Always Look on the Bright Side of Cyber-War

Like the kinetic type of war, I suppose cyber-war can usually do no more than buy time for other factors to take hold rather than provide the victory itself. And while the threshold of deciding to wage cyber-war is surely lower than shooting war, you have to admit that the advantage is that there is no shooting.

Israel is waging cyber-war with Iran right now:

Israel is apparently involved in a Cyber War with Iran, one that receives little official publicity. Not even all the damage is publicized, as a lot of the damage is undetected (often for a long time) by the victim. While Iran has made the most noise about this Cyber War, Israel is doing the most destruction. Israel wants to keep it that way, and keep it quiet.

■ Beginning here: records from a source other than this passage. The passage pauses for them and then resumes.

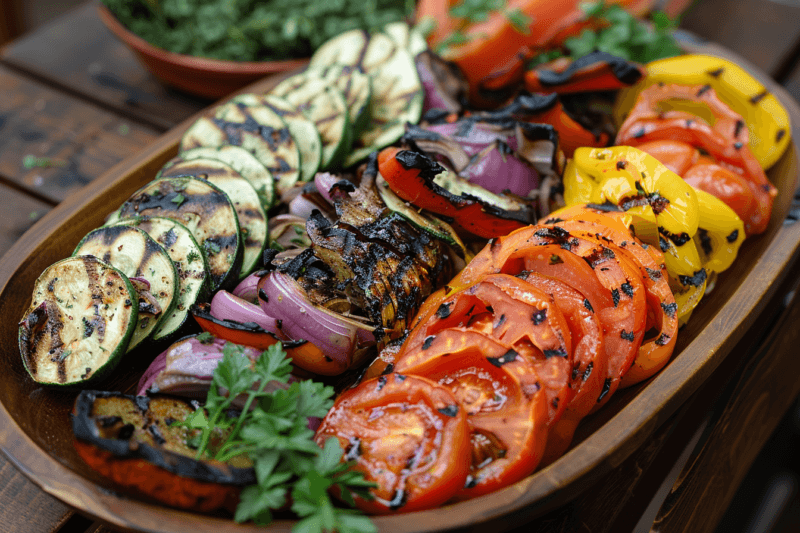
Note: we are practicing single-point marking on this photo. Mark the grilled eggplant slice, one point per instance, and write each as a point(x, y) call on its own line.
point(242, 162)
point(205, 210)
point(254, 127)
point(190, 264)
point(82, 316)
point(147, 265)
point(252, 217)
point(118, 434)
point(326, 107)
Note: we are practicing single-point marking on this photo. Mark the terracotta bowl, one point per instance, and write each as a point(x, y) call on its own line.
point(209, 78)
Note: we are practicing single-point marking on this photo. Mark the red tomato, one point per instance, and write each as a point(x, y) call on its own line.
point(503, 396)
point(661, 308)
point(408, 435)
point(512, 311)
point(624, 322)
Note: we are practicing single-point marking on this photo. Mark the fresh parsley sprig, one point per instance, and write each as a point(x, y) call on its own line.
point(475, 11)
point(623, 35)
point(272, 430)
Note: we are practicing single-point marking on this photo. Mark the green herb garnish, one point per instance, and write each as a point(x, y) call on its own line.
point(623, 35)
point(251, 30)
point(31, 161)
point(474, 11)
point(272, 430)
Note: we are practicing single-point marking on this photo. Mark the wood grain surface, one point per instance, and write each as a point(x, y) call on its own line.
point(603, 444)
point(72, 141)
point(105, 75)
point(99, 67)
point(765, 32)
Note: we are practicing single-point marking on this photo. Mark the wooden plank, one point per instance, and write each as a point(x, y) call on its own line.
point(79, 141)
point(792, 82)
point(764, 392)
point(20, 212)
point(763, 32)
point(25, 507)
point(99, 67)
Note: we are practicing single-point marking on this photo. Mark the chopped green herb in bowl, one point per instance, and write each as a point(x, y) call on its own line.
point(251, 30)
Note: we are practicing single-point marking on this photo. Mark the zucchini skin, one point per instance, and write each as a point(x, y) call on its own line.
point(193, 281)
point(172, 198)
point(111, 240)
point(149, 468)
point(32, 333)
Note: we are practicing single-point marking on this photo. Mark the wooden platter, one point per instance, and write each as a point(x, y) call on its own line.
point(36, 436)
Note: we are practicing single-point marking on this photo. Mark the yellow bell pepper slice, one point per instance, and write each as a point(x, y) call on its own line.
point(720, 233)
point(663, 209)
point(765, 116)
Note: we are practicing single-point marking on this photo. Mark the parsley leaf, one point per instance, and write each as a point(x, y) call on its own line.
point(272, 431)
point(619, 33)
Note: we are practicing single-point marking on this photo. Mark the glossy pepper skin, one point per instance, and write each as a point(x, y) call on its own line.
point(661, 114)
point(764, 116)
point(663, 208)
point(598, 71)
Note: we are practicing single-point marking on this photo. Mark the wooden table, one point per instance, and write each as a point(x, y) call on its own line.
point(74, 101)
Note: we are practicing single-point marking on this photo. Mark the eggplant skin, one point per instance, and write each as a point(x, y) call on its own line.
point(153, 469)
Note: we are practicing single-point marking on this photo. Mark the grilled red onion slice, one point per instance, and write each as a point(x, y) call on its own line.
point(226, 306)
point(186, 369)
point(336, 335)
point(497, 171)
point(302, 206)
point(247, 289)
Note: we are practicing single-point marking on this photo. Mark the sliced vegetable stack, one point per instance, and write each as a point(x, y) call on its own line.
point(345, 213)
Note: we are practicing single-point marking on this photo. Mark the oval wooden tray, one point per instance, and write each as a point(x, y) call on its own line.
point(35, 432)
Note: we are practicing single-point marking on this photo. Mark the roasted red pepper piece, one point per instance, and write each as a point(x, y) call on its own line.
point(410, 175)
point(727, 140)
point(598, 71)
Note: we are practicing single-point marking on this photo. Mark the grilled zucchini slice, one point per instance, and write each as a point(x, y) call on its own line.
point(397, 97)
point(82, 316)
point(242, 162)
point(356, 87)
point(205, 210)
point(326, 107)
point(304, 132)
point(257, 129)
point(406, 37)
point(193, 277)
point(252, 217)
point(424, 221)
point(137, 255)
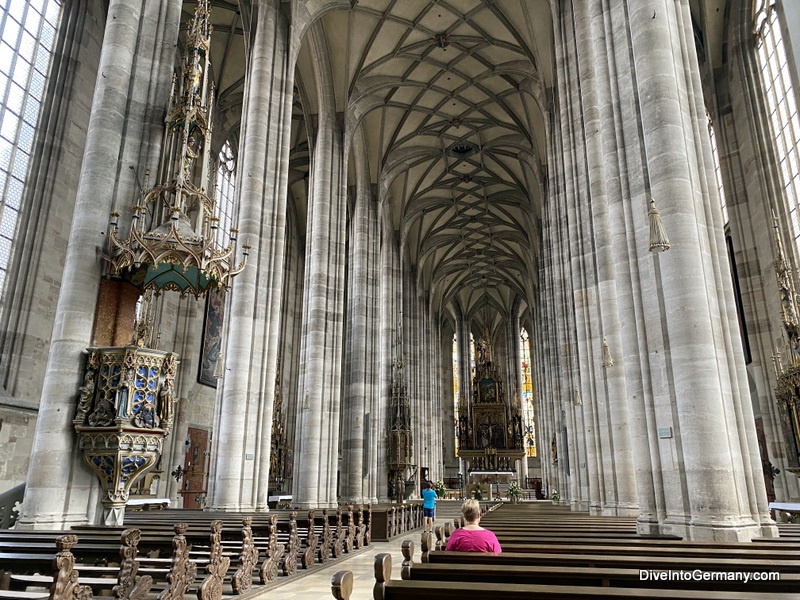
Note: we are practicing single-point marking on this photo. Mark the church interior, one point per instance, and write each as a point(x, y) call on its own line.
point(272, 257)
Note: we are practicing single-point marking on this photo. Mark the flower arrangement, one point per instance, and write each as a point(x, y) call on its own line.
point(514, 491)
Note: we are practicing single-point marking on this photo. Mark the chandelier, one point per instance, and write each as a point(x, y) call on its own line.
point(173, 242)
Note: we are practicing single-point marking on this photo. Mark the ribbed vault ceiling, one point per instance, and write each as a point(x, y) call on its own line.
point(450, 99)
point(451, 96)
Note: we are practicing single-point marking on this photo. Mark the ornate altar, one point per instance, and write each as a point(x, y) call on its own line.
point(490, 429)
point(125, 409)
point(787, 367)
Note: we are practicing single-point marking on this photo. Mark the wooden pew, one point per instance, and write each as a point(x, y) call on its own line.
point(390, 589)
point(564, 575)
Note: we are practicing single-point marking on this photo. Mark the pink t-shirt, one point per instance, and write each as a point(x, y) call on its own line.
point(473, 540)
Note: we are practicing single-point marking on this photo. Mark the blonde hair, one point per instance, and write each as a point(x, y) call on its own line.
point(471, 510)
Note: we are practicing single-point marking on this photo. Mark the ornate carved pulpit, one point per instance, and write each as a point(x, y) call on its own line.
point(125, 404)
point(125, 409)
point(787, 368)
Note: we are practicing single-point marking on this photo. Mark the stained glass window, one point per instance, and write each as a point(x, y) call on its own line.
point(781, 103)
point(528, 420)
point(27, 35)
point(226, 186)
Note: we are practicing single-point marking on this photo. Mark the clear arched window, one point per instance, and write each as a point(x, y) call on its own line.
point(27, 35)
point(226, 186)
point(526, 385)
point(781, 103)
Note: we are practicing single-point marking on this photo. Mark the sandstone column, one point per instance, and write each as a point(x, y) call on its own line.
point(128, 85)
point(241, 469)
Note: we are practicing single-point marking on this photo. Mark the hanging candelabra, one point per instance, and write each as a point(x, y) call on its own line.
point(125, 405)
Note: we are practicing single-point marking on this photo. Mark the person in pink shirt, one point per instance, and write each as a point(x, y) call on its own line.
point(472, 537)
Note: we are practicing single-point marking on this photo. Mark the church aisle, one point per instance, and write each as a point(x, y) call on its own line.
point(317, 585)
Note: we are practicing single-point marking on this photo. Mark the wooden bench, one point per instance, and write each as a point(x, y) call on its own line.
point(566, 575)
point(390, 589)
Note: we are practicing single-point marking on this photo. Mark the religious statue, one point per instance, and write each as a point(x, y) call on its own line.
point(85, 395)
point(190, 154)
point(165, 399)
point(104, 414)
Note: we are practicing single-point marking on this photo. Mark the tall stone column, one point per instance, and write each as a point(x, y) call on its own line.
point(317, 447)
point(240, 474)
point(389, 311)
point(362, 288)
point(127, 88)
point(620, 493)
point(712, 484)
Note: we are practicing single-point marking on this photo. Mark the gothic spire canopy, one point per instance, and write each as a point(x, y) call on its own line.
point(173, 243)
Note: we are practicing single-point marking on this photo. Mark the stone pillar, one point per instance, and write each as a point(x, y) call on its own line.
point(389, 312)
point(362, 288)
point(317, 447)
point(241, 470)
point(129, 85)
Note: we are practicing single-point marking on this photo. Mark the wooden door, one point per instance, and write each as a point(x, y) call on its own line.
point(194, 465)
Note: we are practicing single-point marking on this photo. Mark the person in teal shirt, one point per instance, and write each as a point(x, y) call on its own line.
point(428, 506)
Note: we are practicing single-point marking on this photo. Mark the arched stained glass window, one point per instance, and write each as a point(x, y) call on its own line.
point(781, 103)
point(455, 388)
point(226, 186)
point(526, 385)
point(27, 35)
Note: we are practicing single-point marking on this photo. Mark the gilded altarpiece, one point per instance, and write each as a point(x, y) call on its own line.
point(490, 430)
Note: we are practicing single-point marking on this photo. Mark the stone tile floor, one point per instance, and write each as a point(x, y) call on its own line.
point(317, 585)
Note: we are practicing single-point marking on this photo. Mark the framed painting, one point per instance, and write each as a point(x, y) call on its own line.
point(212, 337)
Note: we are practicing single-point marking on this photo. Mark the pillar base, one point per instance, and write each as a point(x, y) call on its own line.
point(620, 510)
point(717, 530)
point(314, 505)
point(50, 522)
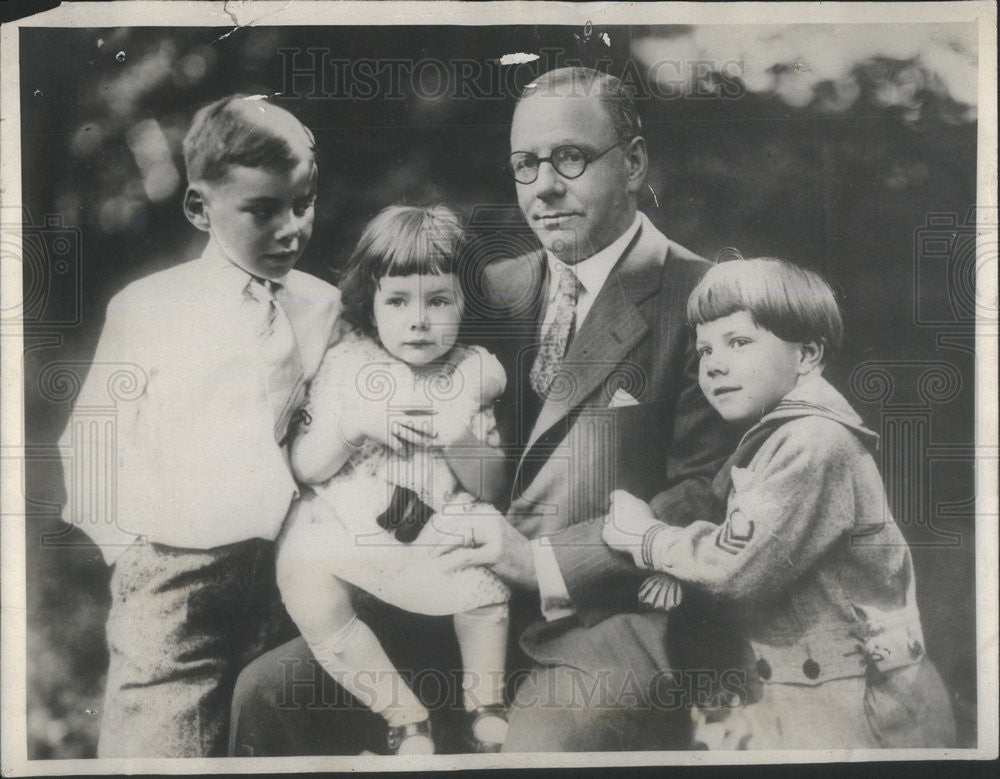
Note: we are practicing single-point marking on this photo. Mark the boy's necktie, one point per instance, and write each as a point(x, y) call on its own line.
point(284, 376)
point(556, 340)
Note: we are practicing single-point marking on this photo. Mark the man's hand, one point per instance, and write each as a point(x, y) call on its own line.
point(488, 540)
point(627, 521)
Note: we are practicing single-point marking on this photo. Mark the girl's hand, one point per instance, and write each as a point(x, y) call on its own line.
point(627, 521)
point(400, 432)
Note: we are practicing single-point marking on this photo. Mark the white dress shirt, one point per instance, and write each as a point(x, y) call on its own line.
point(172, 435)
point(592, 273)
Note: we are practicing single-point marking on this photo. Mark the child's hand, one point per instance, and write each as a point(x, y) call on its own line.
point(627, 521)
point(369, 420)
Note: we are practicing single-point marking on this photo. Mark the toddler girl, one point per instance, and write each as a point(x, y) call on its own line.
point(399, 425)
point(808, 555)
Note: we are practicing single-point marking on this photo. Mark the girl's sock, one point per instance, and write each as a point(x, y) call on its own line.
point(354, 657)
point(482, 639)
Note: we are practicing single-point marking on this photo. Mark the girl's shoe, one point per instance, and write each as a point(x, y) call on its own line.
point(480, 741)
point(413, 738)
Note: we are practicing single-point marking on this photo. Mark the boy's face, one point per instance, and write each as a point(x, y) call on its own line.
point(417, 316)
point(261, 220)
point(744, 370)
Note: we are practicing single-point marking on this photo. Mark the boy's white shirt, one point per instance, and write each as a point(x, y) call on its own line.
point(171, 437)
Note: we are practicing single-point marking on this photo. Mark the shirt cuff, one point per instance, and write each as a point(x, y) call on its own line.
point(556, 602)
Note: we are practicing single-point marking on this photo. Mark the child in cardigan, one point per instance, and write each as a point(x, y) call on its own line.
point(808, 555)
point(400, 425)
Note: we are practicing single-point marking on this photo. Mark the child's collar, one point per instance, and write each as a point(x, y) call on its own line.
point(815, 397)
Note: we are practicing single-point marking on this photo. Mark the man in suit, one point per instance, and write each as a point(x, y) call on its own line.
point(602, 394)
point(621, 409)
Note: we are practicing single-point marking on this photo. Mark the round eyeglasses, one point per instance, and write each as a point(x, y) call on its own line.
point(569, 161)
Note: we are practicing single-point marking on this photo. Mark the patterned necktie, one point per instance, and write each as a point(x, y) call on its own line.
point(556, 340)
point(285, 379)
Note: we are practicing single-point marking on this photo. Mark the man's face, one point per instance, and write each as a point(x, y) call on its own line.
point(573, 218)
point(262, 220)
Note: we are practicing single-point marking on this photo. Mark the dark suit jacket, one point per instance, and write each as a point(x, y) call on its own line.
point(572, 451)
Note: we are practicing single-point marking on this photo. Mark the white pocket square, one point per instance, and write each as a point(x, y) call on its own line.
point(621, 399)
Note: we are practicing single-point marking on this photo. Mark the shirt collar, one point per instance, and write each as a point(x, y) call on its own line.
point(227, 276)
point(594, 271)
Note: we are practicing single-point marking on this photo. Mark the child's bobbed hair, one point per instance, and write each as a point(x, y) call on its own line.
point(399, 241)
point(795, 304)
point(247, 131)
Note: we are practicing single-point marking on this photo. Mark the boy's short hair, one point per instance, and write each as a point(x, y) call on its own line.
point(399, 241)
point(247, 131)
point(795, 304)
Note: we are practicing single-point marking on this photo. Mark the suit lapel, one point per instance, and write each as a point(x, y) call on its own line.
point(612, 328)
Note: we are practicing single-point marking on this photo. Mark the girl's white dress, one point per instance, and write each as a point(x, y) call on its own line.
point(349, 542)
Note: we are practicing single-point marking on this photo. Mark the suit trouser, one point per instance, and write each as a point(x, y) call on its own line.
point(626, 683)
point(285, 704)
point(183, 622)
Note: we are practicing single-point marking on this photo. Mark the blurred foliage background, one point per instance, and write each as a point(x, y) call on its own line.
point(837, 147)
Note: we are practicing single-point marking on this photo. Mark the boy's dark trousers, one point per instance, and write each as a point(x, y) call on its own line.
point(285, 704)
point(182, 625)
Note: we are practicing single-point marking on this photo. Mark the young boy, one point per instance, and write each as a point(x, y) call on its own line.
point(808, 554)
point(214, 355)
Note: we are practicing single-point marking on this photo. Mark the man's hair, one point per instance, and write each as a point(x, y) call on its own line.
point(399, 241)
point(795, 304)
point(617, 97)
point(247, 131)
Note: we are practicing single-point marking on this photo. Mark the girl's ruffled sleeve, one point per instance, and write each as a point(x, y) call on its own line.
point(329, 389)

Given the stated importance to Israel of preventing Iran from going nuclear, I think that the ability to wage war in cyber-space may have prevented an actual shooting war in physical space. If the cyber-option wasn't available, would Israel have used the bombing option by now?

I know people like to say Israel couldn't do it, but that is wrong. They couldn't do nearly as good a job as we could, and they just aren't confident that they could succeed. But if they think they have no choice but to try a bombing attack or to see if they can live with Iranian nukes, Israel will bomb Iran.

Cyber-war is surely better than shooting war. Until it isn't, of course.